# Moving to Spain



## Jaydee3110 (Nov 30, 2007)

Hi,

Myself and a friend are looking to relocate to Benalmadena in Spain and opening our own business...We will be coming over for a few days at end of Jan and then i will be returning with my daughter in June for a week. I am very excited about the move but am just a little concerned about my daughter starting a new school.. She will be 12yrs in September, does anyone have any advice on any good schools in the Benalmadena area?? Any advice would be appreciated..if anyone has just relocated to this area i would be very happy to hear from them.

Thanks

Jaydee


----------



## Stravinsky (Aug 12, 2007)

Hi Jaydee

Sorry I cant help you on schools, but only to say its a difficult age for a child to move into the Spanish system if they cant speak Spanish


----------



## Jaydee3110 (Nov 30, 2007)

Thanks for your reply.
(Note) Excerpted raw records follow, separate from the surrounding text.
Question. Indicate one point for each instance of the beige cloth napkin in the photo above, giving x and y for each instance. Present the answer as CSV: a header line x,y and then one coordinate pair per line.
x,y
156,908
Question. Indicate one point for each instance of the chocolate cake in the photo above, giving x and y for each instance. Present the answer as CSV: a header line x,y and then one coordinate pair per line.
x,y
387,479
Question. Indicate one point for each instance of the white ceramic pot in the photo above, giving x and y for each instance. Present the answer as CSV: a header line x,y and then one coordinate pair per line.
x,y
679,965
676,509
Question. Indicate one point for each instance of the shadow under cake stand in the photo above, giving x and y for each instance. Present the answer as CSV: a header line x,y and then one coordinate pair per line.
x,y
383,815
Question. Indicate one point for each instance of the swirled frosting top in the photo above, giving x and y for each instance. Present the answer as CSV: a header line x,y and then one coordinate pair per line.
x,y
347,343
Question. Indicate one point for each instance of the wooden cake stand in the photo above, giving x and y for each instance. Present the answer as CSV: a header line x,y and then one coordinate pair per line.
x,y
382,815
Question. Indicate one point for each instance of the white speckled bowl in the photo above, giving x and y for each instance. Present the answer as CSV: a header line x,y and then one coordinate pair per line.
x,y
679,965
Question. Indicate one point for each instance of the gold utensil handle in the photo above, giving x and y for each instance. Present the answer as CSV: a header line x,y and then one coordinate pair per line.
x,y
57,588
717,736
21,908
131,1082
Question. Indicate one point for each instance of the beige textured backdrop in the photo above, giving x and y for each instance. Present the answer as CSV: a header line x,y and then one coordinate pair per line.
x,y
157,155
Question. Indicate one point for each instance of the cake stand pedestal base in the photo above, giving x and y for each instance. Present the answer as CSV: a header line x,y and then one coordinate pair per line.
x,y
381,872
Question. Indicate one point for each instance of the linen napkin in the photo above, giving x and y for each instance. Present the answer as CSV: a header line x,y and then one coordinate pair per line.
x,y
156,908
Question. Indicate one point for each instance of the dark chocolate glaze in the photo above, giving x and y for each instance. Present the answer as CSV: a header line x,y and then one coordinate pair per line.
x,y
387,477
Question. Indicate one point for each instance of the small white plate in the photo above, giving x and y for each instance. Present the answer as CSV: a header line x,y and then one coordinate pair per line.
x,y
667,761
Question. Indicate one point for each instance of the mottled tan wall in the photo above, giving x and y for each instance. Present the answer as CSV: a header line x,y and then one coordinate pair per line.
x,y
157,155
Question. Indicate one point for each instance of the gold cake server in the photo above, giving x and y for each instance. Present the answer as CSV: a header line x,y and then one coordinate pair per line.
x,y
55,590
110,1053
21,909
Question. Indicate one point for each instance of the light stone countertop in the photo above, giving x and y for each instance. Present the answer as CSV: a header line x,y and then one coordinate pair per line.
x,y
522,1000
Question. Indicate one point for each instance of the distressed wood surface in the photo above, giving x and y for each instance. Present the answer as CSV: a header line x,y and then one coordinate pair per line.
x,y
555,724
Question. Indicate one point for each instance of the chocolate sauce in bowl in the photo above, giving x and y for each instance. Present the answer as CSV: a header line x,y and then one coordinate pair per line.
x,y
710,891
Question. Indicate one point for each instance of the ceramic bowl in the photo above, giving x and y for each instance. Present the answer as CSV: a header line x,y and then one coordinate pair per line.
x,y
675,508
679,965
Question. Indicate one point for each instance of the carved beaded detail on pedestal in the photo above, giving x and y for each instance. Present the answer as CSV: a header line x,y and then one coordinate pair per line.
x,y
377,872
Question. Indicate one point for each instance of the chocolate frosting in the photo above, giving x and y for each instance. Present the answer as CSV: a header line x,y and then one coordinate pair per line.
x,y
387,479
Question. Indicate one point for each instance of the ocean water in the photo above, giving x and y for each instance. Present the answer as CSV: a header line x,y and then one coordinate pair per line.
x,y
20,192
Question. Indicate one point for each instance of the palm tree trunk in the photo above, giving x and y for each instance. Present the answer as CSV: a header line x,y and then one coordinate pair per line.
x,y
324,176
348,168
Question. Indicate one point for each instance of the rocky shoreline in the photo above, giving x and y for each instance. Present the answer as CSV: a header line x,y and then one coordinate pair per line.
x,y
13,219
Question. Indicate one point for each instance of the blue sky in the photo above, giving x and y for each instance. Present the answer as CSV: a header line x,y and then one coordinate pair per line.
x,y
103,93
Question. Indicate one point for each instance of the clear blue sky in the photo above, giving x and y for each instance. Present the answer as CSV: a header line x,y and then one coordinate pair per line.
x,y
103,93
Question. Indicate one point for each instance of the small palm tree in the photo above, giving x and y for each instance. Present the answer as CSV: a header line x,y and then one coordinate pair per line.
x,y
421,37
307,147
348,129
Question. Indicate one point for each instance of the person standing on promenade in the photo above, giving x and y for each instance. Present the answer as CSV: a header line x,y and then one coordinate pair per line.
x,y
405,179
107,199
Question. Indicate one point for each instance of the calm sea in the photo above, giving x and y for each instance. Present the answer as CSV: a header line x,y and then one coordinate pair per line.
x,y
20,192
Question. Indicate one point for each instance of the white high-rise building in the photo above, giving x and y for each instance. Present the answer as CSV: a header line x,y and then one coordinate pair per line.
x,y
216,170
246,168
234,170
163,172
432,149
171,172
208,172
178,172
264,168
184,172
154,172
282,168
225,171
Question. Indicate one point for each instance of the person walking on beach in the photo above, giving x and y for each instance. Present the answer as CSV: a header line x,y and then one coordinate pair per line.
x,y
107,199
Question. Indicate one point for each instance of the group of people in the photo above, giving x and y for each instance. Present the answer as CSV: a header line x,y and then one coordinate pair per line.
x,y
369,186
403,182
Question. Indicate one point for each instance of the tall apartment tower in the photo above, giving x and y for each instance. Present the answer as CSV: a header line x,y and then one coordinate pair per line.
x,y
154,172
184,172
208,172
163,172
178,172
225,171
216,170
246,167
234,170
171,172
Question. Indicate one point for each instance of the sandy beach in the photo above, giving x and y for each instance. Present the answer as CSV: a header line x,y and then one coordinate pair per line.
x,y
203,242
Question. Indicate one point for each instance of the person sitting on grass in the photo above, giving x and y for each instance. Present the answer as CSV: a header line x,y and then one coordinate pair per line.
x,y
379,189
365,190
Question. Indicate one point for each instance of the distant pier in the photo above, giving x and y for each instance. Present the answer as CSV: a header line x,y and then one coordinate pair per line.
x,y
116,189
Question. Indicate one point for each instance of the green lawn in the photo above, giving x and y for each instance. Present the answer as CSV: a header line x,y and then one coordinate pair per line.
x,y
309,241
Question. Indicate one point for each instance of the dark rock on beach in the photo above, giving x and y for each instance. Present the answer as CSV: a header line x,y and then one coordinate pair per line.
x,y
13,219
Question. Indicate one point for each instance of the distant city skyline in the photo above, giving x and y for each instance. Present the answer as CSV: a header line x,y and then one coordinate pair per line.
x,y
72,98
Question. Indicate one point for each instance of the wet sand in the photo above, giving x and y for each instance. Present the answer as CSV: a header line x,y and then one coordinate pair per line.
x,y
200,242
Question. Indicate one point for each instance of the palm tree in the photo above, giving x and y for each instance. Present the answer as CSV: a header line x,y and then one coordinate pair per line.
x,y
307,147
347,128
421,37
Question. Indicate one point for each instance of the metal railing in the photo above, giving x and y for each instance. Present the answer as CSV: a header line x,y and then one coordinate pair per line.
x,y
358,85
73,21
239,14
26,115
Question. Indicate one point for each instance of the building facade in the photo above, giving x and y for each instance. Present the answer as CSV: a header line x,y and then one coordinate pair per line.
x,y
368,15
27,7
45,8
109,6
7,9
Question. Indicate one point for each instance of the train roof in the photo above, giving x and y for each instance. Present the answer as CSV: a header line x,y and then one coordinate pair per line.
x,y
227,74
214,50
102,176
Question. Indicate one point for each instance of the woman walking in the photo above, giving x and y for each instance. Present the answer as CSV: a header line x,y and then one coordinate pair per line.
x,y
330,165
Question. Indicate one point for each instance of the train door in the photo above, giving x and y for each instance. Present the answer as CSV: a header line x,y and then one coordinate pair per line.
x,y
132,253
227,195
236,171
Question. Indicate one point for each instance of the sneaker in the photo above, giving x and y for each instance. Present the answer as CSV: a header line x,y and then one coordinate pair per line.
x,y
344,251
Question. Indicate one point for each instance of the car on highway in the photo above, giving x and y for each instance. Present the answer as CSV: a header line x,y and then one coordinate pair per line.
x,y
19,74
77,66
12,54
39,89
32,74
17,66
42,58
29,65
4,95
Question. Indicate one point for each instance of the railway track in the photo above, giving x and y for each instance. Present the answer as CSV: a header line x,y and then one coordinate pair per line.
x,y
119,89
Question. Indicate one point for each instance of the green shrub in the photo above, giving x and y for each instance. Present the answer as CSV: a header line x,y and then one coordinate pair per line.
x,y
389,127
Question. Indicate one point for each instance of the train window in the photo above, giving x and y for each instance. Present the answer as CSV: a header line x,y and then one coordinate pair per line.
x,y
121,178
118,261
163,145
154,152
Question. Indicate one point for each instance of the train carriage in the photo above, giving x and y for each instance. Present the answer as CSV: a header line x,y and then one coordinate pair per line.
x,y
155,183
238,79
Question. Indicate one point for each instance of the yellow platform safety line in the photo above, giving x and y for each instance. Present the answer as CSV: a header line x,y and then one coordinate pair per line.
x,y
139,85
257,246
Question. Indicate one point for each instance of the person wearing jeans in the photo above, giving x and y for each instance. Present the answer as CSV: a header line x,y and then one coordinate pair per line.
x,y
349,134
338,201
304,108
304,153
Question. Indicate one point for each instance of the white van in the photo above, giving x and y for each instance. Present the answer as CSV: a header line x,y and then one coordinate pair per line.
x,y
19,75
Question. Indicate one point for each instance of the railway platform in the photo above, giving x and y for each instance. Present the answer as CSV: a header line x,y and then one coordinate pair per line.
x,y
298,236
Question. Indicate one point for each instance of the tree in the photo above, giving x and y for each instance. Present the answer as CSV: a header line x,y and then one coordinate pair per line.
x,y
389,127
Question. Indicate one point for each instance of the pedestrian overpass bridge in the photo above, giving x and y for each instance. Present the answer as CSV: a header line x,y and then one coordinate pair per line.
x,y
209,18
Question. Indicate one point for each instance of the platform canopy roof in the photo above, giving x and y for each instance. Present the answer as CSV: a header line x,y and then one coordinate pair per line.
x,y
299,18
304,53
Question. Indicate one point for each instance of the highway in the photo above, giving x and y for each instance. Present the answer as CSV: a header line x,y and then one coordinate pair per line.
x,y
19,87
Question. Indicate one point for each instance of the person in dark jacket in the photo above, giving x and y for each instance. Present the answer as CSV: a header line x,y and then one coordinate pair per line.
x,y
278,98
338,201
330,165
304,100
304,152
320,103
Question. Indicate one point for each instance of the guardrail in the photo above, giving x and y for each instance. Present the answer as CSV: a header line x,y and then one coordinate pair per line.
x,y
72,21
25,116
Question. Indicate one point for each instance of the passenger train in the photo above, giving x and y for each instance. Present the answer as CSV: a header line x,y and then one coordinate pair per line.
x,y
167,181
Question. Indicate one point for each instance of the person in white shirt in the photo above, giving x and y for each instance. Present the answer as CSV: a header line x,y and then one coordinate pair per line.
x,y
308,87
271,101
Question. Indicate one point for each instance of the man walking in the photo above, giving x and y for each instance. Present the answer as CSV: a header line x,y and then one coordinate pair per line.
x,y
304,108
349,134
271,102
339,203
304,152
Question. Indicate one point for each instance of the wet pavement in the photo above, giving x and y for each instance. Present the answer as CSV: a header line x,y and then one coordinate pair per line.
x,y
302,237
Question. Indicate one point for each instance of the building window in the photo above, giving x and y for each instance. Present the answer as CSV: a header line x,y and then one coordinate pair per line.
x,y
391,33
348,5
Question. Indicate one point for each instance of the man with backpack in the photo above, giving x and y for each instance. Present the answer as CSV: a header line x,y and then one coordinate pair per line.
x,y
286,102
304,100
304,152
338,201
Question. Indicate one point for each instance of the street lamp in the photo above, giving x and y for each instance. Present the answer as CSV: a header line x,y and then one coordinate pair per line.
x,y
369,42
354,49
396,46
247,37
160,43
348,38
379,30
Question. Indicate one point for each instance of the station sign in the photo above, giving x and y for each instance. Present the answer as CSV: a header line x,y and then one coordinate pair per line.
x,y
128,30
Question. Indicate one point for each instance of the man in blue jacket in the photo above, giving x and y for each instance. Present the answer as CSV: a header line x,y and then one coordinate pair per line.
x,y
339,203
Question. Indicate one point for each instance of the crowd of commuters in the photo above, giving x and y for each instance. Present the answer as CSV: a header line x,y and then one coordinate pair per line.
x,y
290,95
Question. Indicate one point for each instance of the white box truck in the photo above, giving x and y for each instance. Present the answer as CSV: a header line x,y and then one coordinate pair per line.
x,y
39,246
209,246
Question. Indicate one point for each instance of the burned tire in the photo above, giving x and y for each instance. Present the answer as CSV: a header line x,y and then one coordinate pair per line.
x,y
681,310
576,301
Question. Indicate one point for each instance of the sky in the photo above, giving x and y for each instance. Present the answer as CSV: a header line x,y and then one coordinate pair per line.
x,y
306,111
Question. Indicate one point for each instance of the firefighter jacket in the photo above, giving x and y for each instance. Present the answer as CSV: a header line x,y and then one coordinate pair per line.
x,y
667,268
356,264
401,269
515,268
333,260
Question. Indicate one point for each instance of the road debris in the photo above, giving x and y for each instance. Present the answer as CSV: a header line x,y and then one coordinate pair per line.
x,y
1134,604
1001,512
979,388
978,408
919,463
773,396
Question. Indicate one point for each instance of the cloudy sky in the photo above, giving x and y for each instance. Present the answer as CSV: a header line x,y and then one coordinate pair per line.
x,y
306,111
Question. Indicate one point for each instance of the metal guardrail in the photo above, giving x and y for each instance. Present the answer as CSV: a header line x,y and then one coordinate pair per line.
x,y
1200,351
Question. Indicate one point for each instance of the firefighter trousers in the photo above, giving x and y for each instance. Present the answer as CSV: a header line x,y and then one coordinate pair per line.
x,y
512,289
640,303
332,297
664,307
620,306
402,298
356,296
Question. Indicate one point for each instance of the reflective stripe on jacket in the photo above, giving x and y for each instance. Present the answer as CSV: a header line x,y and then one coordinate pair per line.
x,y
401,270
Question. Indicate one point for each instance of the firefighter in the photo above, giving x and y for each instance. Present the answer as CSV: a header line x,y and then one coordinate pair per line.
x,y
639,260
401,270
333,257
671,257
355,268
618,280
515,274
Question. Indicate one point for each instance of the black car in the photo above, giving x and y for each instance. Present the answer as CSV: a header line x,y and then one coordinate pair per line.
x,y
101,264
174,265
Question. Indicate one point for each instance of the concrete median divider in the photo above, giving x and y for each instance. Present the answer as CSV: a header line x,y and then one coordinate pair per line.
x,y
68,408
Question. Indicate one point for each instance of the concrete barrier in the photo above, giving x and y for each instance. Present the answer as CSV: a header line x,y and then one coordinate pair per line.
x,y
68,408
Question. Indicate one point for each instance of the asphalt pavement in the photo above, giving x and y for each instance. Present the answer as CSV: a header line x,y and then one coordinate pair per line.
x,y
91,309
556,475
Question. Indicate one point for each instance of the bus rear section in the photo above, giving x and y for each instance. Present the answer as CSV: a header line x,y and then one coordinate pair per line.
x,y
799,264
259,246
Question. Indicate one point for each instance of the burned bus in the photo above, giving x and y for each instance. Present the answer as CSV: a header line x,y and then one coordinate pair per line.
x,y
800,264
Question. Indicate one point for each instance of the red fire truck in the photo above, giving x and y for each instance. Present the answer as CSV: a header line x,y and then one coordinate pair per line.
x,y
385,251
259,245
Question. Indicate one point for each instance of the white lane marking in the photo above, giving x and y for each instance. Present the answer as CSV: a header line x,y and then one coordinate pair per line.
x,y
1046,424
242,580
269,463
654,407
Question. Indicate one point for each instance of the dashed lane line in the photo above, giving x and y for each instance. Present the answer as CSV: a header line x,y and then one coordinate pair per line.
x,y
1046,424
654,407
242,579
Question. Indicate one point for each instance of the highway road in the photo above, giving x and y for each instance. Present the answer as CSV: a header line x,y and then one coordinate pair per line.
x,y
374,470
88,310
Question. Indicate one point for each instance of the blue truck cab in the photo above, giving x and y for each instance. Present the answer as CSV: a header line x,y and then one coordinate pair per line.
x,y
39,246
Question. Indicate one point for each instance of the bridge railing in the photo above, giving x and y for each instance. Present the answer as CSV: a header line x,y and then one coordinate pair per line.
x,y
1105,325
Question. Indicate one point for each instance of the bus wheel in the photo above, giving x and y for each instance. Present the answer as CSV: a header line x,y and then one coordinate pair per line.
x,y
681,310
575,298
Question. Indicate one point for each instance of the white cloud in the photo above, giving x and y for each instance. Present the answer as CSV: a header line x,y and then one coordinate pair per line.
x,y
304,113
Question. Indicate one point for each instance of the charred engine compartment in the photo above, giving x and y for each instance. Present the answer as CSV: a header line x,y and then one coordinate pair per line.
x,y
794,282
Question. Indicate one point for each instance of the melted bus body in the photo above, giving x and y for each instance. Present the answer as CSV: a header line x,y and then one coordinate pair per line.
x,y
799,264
I hope she will know the basics before we relocate... I will be looking at maybe paying for her some private spanish lessons when we arrive in Benalmadena.

Jaydee


----------



## Stravinsky (Aug 12, 2007)

Jaydee3110 said:


> Thanks for your reply. I hope she will know the basics before we relocate... I will be looking at maybe paying for her some private spanish lessons when we arrive in Benalmadena.
> 
> Jaydee


Good idea .... around here they are around €18 an hour


----------



## jojo (Sep 20, 2007)

Hi we're planning to move to Alhaurin de le Torre in January and have two children, a boy of 12 and a girl of 10. Like you we're worried about the language and schooling thing. We've decifded to put ours into an international school (Sunland), hoping this will give them the "happy medium" they need to intergrate and learn the language. Its scary for them - and us though. A giant leap of faith!

once we get there I shall post here on how we get on, highs, lows and a multitude of questions I'm sure

Jo


----------